Extensions to the top and bottom of a Victorian terrace in the Sedlescombe Road Conservation Area near West Brompton to create a loft study and a basement master suite and entertainment space.


Developed in two phases, the first project was a second floor extension over the existing outrigger to create a study for the homeowner’s burgeoning online fashion business.  The second more substantial scheme involved ground floor refurbishment and the construction of a full size 110m² basement which was excavated, built and fitted out via the front garden without disturbing the existing ground floor.  The brief for the basement works was a master en-suite bedroom with large separate dressing room and 35m² of entertainment space.  We were asked to create the master suite akin to a boutique hotel room with air conditioning and integrated AV system throughout.

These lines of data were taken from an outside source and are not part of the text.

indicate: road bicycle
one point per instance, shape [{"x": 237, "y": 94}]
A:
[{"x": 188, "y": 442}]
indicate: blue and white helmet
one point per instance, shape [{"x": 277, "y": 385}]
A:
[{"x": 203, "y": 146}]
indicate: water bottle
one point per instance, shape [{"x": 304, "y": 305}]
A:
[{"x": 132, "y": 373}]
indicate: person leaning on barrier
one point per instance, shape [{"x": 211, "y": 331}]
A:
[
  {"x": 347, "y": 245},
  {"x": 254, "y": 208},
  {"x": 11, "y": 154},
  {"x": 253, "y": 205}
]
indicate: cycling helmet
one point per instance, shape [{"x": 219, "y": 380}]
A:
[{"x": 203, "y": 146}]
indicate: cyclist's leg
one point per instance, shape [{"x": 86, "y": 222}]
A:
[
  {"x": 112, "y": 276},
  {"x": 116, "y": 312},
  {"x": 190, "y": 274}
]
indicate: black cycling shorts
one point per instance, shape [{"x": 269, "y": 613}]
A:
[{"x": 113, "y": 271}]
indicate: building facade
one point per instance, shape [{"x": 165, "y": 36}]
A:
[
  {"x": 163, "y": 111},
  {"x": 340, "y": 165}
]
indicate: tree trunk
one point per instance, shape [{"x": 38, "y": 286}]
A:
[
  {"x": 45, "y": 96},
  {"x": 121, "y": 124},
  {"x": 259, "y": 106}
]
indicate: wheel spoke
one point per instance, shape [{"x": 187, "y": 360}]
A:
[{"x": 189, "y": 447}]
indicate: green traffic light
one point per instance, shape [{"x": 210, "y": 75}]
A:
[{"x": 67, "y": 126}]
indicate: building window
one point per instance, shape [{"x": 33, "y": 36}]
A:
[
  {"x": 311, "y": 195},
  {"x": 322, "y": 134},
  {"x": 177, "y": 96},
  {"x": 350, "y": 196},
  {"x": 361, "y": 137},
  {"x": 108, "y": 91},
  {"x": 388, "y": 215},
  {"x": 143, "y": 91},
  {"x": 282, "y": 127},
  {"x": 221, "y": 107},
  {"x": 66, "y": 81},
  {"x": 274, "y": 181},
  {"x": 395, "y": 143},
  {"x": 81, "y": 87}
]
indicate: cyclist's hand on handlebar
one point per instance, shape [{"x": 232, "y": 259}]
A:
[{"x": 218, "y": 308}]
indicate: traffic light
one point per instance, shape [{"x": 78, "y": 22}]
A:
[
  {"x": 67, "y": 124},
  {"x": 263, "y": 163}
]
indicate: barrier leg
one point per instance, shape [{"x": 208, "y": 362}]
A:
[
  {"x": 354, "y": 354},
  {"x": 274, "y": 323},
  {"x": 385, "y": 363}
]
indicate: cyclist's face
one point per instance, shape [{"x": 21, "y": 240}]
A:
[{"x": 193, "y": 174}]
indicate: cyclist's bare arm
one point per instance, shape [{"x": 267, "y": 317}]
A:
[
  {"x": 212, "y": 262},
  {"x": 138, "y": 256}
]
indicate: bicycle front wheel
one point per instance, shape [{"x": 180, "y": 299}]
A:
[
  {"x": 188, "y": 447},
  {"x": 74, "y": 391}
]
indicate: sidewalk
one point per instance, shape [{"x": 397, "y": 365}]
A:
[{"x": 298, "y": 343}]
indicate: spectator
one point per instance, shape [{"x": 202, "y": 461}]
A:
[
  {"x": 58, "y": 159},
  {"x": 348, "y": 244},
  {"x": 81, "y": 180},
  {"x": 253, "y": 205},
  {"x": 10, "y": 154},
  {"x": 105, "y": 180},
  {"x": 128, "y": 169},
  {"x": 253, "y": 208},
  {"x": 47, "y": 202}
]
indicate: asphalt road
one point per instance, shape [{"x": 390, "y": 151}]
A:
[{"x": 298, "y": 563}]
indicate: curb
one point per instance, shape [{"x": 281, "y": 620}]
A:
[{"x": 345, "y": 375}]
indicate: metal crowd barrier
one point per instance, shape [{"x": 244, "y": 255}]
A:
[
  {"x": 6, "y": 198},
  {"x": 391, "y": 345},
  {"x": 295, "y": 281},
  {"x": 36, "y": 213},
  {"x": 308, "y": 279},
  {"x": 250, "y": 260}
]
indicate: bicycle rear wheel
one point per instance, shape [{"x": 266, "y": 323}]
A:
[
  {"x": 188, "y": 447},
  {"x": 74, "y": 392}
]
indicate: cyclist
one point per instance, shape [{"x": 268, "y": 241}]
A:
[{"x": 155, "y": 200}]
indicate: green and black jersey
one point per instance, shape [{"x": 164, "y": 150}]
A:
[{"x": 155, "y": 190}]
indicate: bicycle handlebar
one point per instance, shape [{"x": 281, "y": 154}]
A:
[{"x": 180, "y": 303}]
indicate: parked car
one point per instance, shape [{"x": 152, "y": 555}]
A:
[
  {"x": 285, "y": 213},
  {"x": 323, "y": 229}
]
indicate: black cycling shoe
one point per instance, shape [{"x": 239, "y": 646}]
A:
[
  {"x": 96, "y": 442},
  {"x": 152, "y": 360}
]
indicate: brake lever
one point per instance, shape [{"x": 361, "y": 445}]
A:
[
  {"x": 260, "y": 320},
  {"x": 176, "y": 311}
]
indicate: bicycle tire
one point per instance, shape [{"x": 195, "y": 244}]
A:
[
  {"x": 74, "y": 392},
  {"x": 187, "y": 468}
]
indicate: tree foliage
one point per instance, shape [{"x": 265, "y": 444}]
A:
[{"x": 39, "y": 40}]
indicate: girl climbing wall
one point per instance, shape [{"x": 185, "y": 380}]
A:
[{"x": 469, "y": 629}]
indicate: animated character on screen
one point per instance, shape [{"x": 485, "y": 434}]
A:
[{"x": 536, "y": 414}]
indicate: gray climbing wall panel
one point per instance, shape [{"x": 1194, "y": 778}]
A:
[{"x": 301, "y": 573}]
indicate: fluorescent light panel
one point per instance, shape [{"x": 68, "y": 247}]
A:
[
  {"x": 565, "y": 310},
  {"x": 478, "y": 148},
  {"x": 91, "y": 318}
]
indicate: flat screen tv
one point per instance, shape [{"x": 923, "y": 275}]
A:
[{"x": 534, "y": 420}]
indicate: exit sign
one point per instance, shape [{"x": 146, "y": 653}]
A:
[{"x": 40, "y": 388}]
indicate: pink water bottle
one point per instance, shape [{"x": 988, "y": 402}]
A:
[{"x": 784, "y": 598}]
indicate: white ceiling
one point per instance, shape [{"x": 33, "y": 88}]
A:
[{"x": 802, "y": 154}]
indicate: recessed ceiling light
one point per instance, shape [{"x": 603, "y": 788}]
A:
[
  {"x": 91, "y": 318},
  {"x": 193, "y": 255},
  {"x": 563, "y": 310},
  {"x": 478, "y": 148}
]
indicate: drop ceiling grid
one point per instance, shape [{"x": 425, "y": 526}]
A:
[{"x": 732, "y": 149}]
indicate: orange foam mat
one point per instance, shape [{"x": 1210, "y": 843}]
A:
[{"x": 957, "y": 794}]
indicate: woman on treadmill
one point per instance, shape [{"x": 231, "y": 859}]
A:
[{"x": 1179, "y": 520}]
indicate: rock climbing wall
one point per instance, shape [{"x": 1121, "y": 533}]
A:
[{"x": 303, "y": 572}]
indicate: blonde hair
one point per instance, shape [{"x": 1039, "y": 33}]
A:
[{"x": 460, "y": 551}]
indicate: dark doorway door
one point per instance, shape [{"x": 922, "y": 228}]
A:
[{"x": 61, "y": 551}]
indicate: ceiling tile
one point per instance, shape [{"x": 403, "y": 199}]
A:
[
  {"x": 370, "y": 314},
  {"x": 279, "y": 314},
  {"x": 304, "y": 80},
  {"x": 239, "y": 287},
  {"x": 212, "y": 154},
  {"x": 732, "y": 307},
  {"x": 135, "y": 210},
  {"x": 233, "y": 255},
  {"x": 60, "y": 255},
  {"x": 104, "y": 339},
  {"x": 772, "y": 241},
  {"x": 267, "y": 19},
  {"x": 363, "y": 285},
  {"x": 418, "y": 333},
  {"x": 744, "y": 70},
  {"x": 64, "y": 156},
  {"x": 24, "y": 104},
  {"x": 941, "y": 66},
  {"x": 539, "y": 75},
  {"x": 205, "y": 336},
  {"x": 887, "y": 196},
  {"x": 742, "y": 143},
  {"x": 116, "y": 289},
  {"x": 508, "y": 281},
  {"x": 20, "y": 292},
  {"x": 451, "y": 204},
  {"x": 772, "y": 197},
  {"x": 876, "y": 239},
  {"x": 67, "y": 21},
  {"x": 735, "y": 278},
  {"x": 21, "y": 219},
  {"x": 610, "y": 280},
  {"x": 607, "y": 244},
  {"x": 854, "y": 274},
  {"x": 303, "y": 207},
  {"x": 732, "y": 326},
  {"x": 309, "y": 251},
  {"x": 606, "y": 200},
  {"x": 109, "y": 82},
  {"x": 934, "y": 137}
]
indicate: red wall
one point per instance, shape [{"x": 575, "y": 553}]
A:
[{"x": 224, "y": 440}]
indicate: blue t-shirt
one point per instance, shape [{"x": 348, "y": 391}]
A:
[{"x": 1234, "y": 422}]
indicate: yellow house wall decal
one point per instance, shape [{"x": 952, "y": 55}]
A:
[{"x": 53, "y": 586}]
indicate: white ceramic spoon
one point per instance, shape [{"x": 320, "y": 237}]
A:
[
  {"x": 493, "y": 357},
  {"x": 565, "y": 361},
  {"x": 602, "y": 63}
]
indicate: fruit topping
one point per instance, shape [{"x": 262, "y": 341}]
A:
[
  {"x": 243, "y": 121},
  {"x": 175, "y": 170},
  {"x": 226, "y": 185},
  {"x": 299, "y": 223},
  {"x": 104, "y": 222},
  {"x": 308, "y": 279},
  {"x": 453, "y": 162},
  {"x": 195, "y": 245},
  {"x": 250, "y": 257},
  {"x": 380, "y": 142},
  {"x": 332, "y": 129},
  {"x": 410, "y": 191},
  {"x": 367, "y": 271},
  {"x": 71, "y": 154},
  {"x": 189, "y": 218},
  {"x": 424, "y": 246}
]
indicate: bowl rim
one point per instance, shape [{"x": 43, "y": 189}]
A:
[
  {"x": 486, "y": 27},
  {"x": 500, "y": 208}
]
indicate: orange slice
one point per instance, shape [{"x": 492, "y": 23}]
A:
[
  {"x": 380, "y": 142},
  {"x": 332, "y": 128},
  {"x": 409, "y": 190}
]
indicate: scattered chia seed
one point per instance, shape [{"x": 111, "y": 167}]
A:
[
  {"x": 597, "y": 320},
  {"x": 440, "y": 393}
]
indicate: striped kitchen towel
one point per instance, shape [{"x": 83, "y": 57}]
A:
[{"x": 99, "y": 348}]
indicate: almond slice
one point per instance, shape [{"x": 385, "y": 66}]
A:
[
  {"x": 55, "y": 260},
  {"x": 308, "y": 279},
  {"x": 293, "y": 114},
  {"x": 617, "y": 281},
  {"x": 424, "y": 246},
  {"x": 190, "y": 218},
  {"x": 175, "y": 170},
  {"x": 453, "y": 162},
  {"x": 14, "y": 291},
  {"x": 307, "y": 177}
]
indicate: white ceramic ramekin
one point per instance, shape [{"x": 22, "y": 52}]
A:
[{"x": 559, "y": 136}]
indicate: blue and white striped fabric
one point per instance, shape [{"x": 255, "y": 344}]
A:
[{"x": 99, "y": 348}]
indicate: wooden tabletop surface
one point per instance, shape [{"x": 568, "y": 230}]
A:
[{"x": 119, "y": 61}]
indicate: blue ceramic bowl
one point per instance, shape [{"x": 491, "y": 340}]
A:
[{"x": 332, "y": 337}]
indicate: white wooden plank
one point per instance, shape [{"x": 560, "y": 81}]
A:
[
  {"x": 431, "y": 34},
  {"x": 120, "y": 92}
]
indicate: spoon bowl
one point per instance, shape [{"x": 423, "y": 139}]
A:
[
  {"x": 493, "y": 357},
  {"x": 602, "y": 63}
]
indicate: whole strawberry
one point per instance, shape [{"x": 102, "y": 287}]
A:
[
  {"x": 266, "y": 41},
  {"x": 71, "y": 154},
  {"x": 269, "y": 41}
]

Our design initially focussed on circulation and provided an alternative to the norm of continuing the existing stairwell to basement, which results in long corridors and/or extensive fire protection measures.  Instead we created a stair perpendicular to the existing ground floor corridor, that splits at a landing just above basement level, turning in one direction to the master bedroom suite, and to the other toward the entertainment space.  This landing affords the master suite an element of privacy without having to keep doors closed.  By locating the stair in this position, we were also able to effectively create a basement on two levels which mirrored the ground floor and kept excavation costs to a minimum.  The layout of the master suite focussed on a central wall which acts as the headboard to the bed on one side and the vanity wall to double basins on the other.  There is open circulation around this wall, between bedroom and bathroom, but full height pocket doors can be slid shut for privacy.  The toilet is located within it’s own sandblasted glass cubicle.  The entertainment room has been designed as a large open space able to be used and adapted in a number of ways.  Key to the success of this space is natural light, which was achieved by a combination of an external walk-on skylight to the rear garden, and internal walk-on skylight to the dining room above, which itself sits under a row of single storey roof windows.  The result is an L-shape of natural light which cuts the ceiling from its walls, giving the impression that the ceiling is floating and perception of addition height to this space.